Confidencialidade contratual
- Vandre Torres
- 14 de jun. de 2024
- 5 min de leitura
A importância da assinatura de um termo de confidencialidade (NDA) nos negócios

Introdução
A globalização e o avanço da tecnologia intensificaram a necessidade da proteção de informações sensíveis no ambiente corporativo. Empresas de diferentes setores compartilham, frequentemente, dados estratégicos com empregados, fornecedores, investidores e parceiros comerciais. Tais informações, muitas vezes, são essenciais para a manutenção da competitividade no mercado e, caso sejam indevidamente divulgadas, podem resultar em prejuízos financeiros e até mesmo comprometer a sobrevivência do negócio.
Nesse cenário, o termo de confidencialidade, ou non-disclosure agreement (NDA), surge como um instrumento jurídico crucial para garantir a proteção de segredos comerciais, dados estratégicos e informações sensíveis compartilhadas entre as partes. O NDA se baseia nos princípios da autonomia da vontade e da boa-fé contratual, elementos fundamentais do direito civil brasileiro que garantem a segurança jurídica para aqueles que necessitam proteger informações sigilosas em suas relações comerciais.
Fundamentação jurídica do NDA no ordenamento brasileiro
Ainda que o Brasil não possua uma legislação específica que regulamente os NDAs, a validade desses contratos está sustentada em diversos dispositivos legais. O Código Civil estabelece que os contratos devem ser pactuados respeitando os princípios da função social e boa-fé, conferindo legitimidade às obrigações de sigilo e confidencialidade acordadas entre as partes.
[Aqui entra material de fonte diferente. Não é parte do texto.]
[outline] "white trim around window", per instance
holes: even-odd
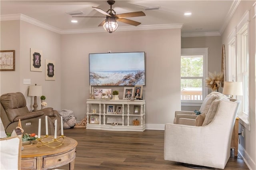
[[[203,75],[202,82],[202,100],[200,101],[181,101],[182,106],[200,106],[202,101],[208,95],[208,89],[204,83],[204,79],[208,75],[208,48],[188,48],[181,49],[181,56],[190,55],[202,55]],[[197,77],[193,77],[196,78]]]

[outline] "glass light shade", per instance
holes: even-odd
[[[115,18],[108,17],[106,18],[103,28],[108,32],[112,33],[116,31],[118,27],[116,22],[116,19]]]
[[[224,95],[242,96],[243,95],[242,83],[241,82],[228,82],[224,83],[223,91]]]
[[[31,85],[29,87],[28,95],[30,96],[42,96],[42,86]]]

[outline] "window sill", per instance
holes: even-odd
[[[244,113],[241,113],[238,114],[237,116],[239,118],[239,123],[250,131],[250,122],[248,121],[248,116]]]
[[[202,105],[202,102],[200,103],[181,102],[181,106],[199,106]]]

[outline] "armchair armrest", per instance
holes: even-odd
[[[44,115],[44,112],[40,111],[33,112],[25,115],[18,116],[14,119],[14,122],[18,122],[19,121],[19,119],[20,119],[21,121],[23,121],[24,120],[27,120],[31,118],[39,117]]]
[[[175,111],[175,117],[177,115],[194,115],[194,113],[190,111]]]
[[[195,126],[196,120],[192,119],[180,118],[178,119],[177,124],[184,125],[189,126]]]
[[[179,115],[193,115],[194,113],[192,111],[175,111],[175,117],[173,121],[173,123],[174,124],[178,124],[178,118],[177,117],[177,116]]]

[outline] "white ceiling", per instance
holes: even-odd
[[[116,14],[144,12],[145,16],[128,18],[142,23],[137,27],[182,24],[183,35],[209,32],[221,34],[239,1],[118,0],[112,6],[112,8]],[[110,8],[106,1],[102,0],[2,0],[0,3],[1,20],[8,20],[2,19],[6,18],[5,15],[21,14],[62,31],[98,29],[98,26],[104,20],[103,18],[72,18],[67,12],[81,11],[84,14],[78,16],[104,16],[92,7],[105,11]],[[159,6],[160,9],[144,9],[146,7],[156,6]],[[184,16],[184,13],[187,11],[191,12],[192,15]],[[70,21],[74,19],[78,20],[78,23],[72,23]],[[118,30],[122,27],[131,29],[135,27],[121,22],[118,24]]]

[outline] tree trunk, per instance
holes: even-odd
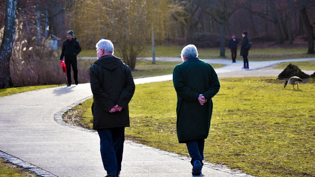
[[[281,29],[280,29],[280,24],[279,23],[279,21],[278,20],[278,18],[277,15],[277,12],[278,9],[276,8],[276,4],[274,2],[269,1],[268,1],[269,3],[269,6],[271,10],[271,16],[272,17],[272,19],[273,20],[274,23],[275,24],[275,27],[276,28],[276,31],[277,33],[277,38],[276,38],[276,43],[277,44],[283,43],[284,42],[283,38],[282,37],[282,34],[281,34]]]
[[[302,20],[304,22],[305,28],[307,32],[307,40],[308,41],[307,54],[315,54],[315,50],[314,50],[314,39],[313,37],[313,26],[309,22],[308,16],[307,15],[305,7],[302,8],[300,12],[301,14]]]
[[[287,25],[287,29],[288,29],[288,36],[289,37],[289,43],[293,43],[293,36],[292,34],[292,25],[291,24],[291,18],[287,14],[285,14],[286,23]]]
[[[5,22],[0,47],[0,88],[13,86],[10,72],[10,60],[15,31],[15,12],[17,0],[6,0]]]
[[[225,23],[220,24],[220,56],[225,57]]]

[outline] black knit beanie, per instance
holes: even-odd
[[[67,33],[67,34],[68,34],[71,35],[71,36],[72,36],[72,37],[73,37],[73,31],[72,30],[70,30],[70,31],[68,31],[68,32]]]

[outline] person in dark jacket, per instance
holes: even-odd
[[[245,31],[242,33],[243,37],[243,41],[242,42],[241,45],[241,56],[243,56],[243,60],[244,61],[244,66],[242,68],[242,69],[249,69],[249,67],[248,65],[248,51],[250,49],[250,43],[248,39],[247,35],[248,32]]]
[[[234,34],[232,34],[232,38],[229,41],[229,50],[231,51],[232,55],[232,62],[236,62],[236,56],[237,55],[237,45],[239,43],[238,39],[235,37]]]
[[[73,71],[73,78],[76,85],[79,83],[78,82],[77,62],[77,55],[81,51],[81,46],[77,38],[73,37],[73,31],[70,30],[67,33],[67,40],[65,41],[62,44],[62,49],[60,55],[60,62],[62,62],[63,57],[65,57],[65,63],[66,69],[67,78],[68,84],[67,86],[71,85],[71,66]]]
[[[192,175],[200,175],[203,163],[204,140],[209,134],[212,111],[211,98],[220,83],[210,64],[198,57],[197,48],[189,45],[181,51],[183,62],[173,71],[177,94],[176,128],[180,143],[186,143],[192,157]]]
[[[101,39],[96,47],[98,59],[89,69],[93,129],[100,136],[106,176],[116,176],[121,170],[125,127],[130,126],[128,104],[135,87],[129,67],[113,55],[112,42]]]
A lógica contratual imposta por esse diploma legal permite que as partes estipulem obrigações recíprocas sobre a não divulgação de informações estratégicas, desde que tais disposições não contrariem normas de ordem pública.
Além disso, a proteção de segredos comerciais e industriais é assegurada pela Lei nº 9.279/1996, que dispõe sobre direitos e obrigações relativos à propriedade industrial. Essa legislação prevê que a divulgação indevida de informações sigilosas pode configurar concorrência desleal, sujeitando o infrator a penalidades civis e criminais. O artigo 195 dessa lei estabelece que a utilização ou a divulgação sem autorização de segredos empresariais obtidos de forma legítima ou ilegítima pode ser enquadrada como crime, garantindo maior proteção às empresas contra o uso indevido de suas informações.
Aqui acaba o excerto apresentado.